Estudo para uma Madona, por Cennino Cennini (c.1360-c.1440)

Concluído o longo e árduo aprendizado, o candidato a artista tinha ainda de ser reconhecido pela guilda, mas a entrada no mundo profissional está hoje nas mãos dos galeristas, críticos, curadores, coleccionadores, programadores culturais e directores de museus. Para obter a aprovação desta clique são despiciendos o talento e o savoir faire do aspirante: o que importa é o seu jeito para o networking, para o name-dropping e para o personal branding (convém que tudo isto seja feito com uso liberal do inglês, que é a língua franca dos markets).

Em tempos, o artista era alguém que fazia, mas na era da arte conceptual a componente artesanal tornou-se num desprezível atavismo e o artista passou a operar apenas na esfera intelectual, a sua função é ter ideias, cabendo a um artífice (no sentido lato do termo) ou equipa de artífices executá-las. As ideias (ou a ideia – uma só, gerida com astúcia, pode sustentar toda uma carreira) não têm de ser brilhantes nem originais; muitas estão ao nível dos devaneios que germinam naturalmente numa noite de copos, e deveriam ser descartadas mal se recupera a sobriedade, outras são absolutamente simplórias, mas, hélas!, desde que Mestre Cage foi canonizado, tal defeito transformou-se em virtude. O que é importante é que as ideias sejam “vendidas” com convicção e é aqui que a auto-confiança, o traquejo retórico, a sofística e os truques de personal branding aprendidos na academia se revelam decisivos.
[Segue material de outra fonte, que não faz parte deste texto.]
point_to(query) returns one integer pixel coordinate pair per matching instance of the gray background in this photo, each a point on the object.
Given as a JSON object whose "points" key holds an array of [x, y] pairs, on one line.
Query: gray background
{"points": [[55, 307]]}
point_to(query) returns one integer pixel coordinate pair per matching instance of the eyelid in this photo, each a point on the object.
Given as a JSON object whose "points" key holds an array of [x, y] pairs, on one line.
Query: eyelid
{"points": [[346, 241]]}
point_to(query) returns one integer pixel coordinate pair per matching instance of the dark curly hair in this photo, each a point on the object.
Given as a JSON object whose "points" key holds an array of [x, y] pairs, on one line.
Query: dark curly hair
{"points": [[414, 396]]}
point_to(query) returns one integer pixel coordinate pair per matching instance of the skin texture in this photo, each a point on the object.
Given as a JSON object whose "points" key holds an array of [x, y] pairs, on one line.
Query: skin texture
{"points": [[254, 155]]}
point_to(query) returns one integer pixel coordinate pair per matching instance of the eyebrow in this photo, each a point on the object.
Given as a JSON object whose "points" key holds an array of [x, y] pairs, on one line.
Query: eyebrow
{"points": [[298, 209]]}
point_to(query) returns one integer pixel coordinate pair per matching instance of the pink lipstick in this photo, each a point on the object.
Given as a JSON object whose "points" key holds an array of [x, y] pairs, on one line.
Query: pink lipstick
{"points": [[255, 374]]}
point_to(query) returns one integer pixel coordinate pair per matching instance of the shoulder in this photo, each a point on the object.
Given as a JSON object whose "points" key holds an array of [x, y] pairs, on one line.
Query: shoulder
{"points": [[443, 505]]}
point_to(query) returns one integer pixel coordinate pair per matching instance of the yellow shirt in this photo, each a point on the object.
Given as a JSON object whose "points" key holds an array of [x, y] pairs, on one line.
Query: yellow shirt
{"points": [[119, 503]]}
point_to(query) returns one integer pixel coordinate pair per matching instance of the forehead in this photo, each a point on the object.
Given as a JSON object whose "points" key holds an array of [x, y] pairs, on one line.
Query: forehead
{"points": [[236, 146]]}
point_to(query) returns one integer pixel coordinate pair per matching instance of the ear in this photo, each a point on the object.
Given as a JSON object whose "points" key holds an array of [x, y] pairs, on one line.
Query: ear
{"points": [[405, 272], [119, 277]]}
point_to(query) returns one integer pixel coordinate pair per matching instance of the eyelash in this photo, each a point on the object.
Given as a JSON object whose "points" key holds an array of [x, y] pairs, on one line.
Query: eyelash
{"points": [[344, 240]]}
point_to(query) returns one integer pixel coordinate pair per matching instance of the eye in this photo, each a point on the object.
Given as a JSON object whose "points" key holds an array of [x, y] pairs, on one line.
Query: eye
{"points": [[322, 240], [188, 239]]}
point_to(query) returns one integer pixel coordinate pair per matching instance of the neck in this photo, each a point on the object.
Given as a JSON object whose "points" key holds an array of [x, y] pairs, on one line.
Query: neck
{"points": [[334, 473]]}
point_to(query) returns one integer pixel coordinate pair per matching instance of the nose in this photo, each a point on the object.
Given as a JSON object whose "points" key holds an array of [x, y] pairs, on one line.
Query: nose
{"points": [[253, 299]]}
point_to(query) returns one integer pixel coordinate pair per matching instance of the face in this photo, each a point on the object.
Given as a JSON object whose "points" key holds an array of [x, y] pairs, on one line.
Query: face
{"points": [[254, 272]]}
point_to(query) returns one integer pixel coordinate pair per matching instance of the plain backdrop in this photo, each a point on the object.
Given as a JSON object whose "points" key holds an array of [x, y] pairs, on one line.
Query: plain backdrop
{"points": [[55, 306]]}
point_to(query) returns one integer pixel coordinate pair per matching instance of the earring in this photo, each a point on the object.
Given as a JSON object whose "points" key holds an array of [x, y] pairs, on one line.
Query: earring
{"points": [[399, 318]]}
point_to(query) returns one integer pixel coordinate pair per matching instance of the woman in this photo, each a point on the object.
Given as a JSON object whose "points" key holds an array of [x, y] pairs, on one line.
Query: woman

O artista como “fabbro” laborioso e recatado deu lugar ao artista como tagarela incontinente e auto-laudatório, agente incansável de si mesmo, sempre disponível para debitar opiniões assertivas sobre o mundo, a sociedade e a política (assuntos sobre os quais não está mais bem informado do que o cidadão comum), nacos mal digeridos de filosofias abstrusas e alusões despropositadas e superficiais a teorias científicas que não domina minimamente (como sejam a física quântica e a teoria do caos, que estão entre as favoritas dos artistas do século XXI).

“O valor está na ideia”

Entre os artistas vivos, poucos encarnam mais perfeitamente o logro e o vazio da arte contemporânea que o italiano Maurizio Cattelan (n.1960). A carreira de Cattelan, que não teve formação em artes e começou por ser marceneiro, atesta quão inúteis são os saberes artísticos tradicionais no mundo de hoje. Cattelan não precisa de saber pintar ou esculpir, uma vez que toda a sua obra é conceptual, mas possui uma tremenda desfaçatez e um notável talento para causar estardalhaço e promover-se – Jonathan Binstock, curador da Corcoran Gallery, em Washington, descreveu-o como um “smartass” (pode ser traduzido como “espertalhaço”, “finório” ou “passarão”, ainda que estas soluções não traduzam a insolência inerente à palavra inglesa).

Cattelan tem construído a sua carreira a partir de ideias pueris e/ou provocatórias: quando, em 1993, foi seleccionado para estar presente na Bienal de Veneza, limitou-se a alugar o espaço que lhe fora reservado a uma agência de publicidade, que lá colocou um anúncio a perfumes; em 1999 gerou ondas de choque com “La nona ora” (1999), uma representação realista (em resina de polyester) do papa João Paulo II derrubado por um meteorito; em 2016 apresentou “America”, uma sanita (funcional) em ouro maciço de 18 quilates.

“La nona ora” (1999), por Maurizio Cattelan

“Comedian”, que conseguiu o feito de ser a obra de arte mais falada de 2019, foi apresentada em Dezembro na Art Basel de Miami Beach e consiste numa banana (verdadeira, não uma réplica) fixada numa parede com fita-cola e acompanhada por um certificado de autenticidade, “obra” cujo vazio e incomunicação permitem as mais variadas interpretações: será uma crítica áspera à agro-indústria e à monocultura? Uma alusão às “repúblicas das bananas”, forçadas à especialização num único produto agrícola e subordinadas aos interesses das grandes companhias bananeiras e do imperialismo americano? Uma reprovação mais genérica da globalização e do neo-colonialismo? Uma alusão ao uso de cascas de banana como adereço na comédia clássica? Ou antes uma denúncia do logro da arte contemporânea, mostrando que o mais banal objecto pode ser arte, desde que exibido na parede de uma galeria?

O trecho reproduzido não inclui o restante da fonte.